出逢ったときに確かに感情は動いたのだけれど、まだ自分にとってそんなに大きな存在になるとは思えなくて、
とりあえず心の片隅に置いておき、ほっといてるうちに勝手に芽を出して花をつけて、気づいたら一番必要としているときに果実をぽんと自分にもたらしてくれる、そんな素敵な種が人生には幾つもある。
「プリンス・エドワード島 七つの物語」吉村和敏
二年ほど前に行った「赤毛のアン」展。
「赤毛のアン」には特に思い入れはないのだけれど(思い入れがないというよりマシューが銀行の破綻がショックで死んでしまうところが悲し過ぎて読み直す気になれない…)、タダ券をもらったので行った。
展示会場には、赤毛のアンのグッズが売られているスペースがあって、アンの舞台プリンス・エドワード島の写真集も置かれていた。
ぱらぱらとページをめくって、「素敵だなぁ」と思ったものの、多分そのとき所持金がそんなになくて、もうちょっと値段の下がる別の本を買ったのだった。
それ以来すっかり忘れていたのだけど、先日雑誌をぱらぱらめくっていたら幾つかの写真集を紹介しているコーナーがあって、それを目にしたとき唐突にこの本の存在を思い出した。
そしたらなぜか猛烈に欲しくなって、本屋をめぐったものの見つからず、通販で二日遅れでゲット![]()
心に仕舞ったときはただの種だったのに、しばらく放置してるうちにこんなに育っちゃったのね…っていう感じ。
さて肝心の中身は…ため息が出るほど美しい。
どのページも一枚残らず、なんて素晴らしいんだろう…。
川の水も緑の木々も、地面に生えている草の一本でさえ、この世に享受した生の歓びを謳歌しているかのよう。
人間は海の底、山の果てにまでわけいって、地球の全てを手中にしたかのような顔をしているけれど、結局地球の胸に抱かれて甘やかされているのは人間の方。
人間が支配の対象として地球を見ている限り、地球はその本当の美しさも輝きも、私たちには見せてくれないのかもしれない。
でも時折、こちらが自然への畏敬に打たれて一人でぽつねんと立ち尽くすとき、自然の歓びに感応して自身の生命の歓びを感じるとき、ほんの少しだけ、本来の姿の片鱗を見せてくれる。

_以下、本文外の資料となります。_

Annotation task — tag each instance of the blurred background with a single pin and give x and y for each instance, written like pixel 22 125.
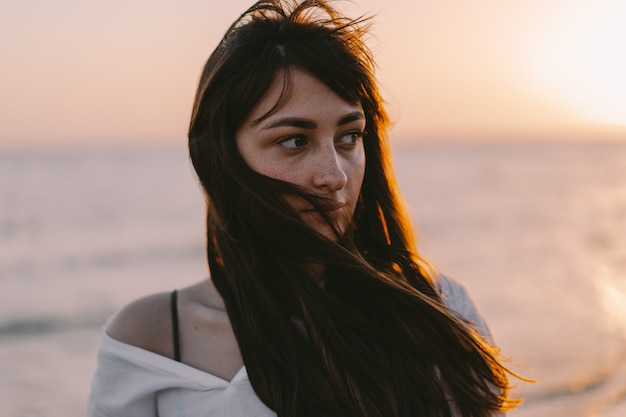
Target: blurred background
pixel 509 139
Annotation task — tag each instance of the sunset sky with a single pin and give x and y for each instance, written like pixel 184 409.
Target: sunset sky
pixel 123 73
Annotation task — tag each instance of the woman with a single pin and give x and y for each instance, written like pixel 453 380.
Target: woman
pixel 318 304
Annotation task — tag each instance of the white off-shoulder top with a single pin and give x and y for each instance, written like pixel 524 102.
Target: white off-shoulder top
pixel 134 382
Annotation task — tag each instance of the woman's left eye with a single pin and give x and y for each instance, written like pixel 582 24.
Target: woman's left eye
pixel 351 138
pixel 293 142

この写真集は、その瞬間を抽出したかのような珠玉の一冊。
この目でこんな地球を見れるようになりたい。
さて、一緒に買った同じ写真家の本。
日没、太陽が隠れて星が輝きだすまでの空が蒼い12分間を「BLUE MOMENT」というそうな。
その瞬間だけを撮った本。
BLUE MOMENTは地球上どこの国にもどこの人にも平等に訪れているはずなんだけど、吉村さんの手にかかるとこんなに美しい瞬間を、今まで毎日経験してるはずなのに意識したこともないっていう自分の心の鈍感さが悲しい…。
今は季節柄BLUE MOMENTは会社にいる時間帯かな。
週末、意識して12分間を感じてみよう。
おまけの本。
浅田真央公式写真集「MAO」
私の永遠の心のバイブル「エースをねらえ!」で、宗方コーチがお蝶夫人を評した言葉。
「お蝶はテニスをしているときのどの瞬間を切り取ってもまるでバレエのポーズのように美しい」
真央ちゃんの写真を見てるといつも思い出す。
ショートの2分50秒、フリーの4分間、どの一瞬を切り取っても指先まで神経の通った美しいポージングが崩れることがない。
タチアナコーチについてから特に。
まさに氷の神に愛された人だ。
さて、冒頭の記憶に関連しての話。
今夜二十歳の友人が教えてくれたこと。
「感情と結びついた記憶は残りやすいんだって」
なるほど。
うわ~って膨大な情報が脳に入り込んできて、大忙しの脳は「ちょっと今忙しいから、とりあえずこれは捨てないで!これは捨てていい!これはとっといて!!後でとりにいくから!!」と残しておきたい情報にだけ「感情」のタグをつけ分類する。
タグをつけてない情報はどんどん捨てられ、タグ付きの情報は記憶箱に放り込まれ、必要になったときまでしまっておかれる。
…ってイメージ?
う~んビジュアル的に種の方が素敵だから私は種のイメージでいこう
今夜は久しぶりにヨガをやってから寝ようかな。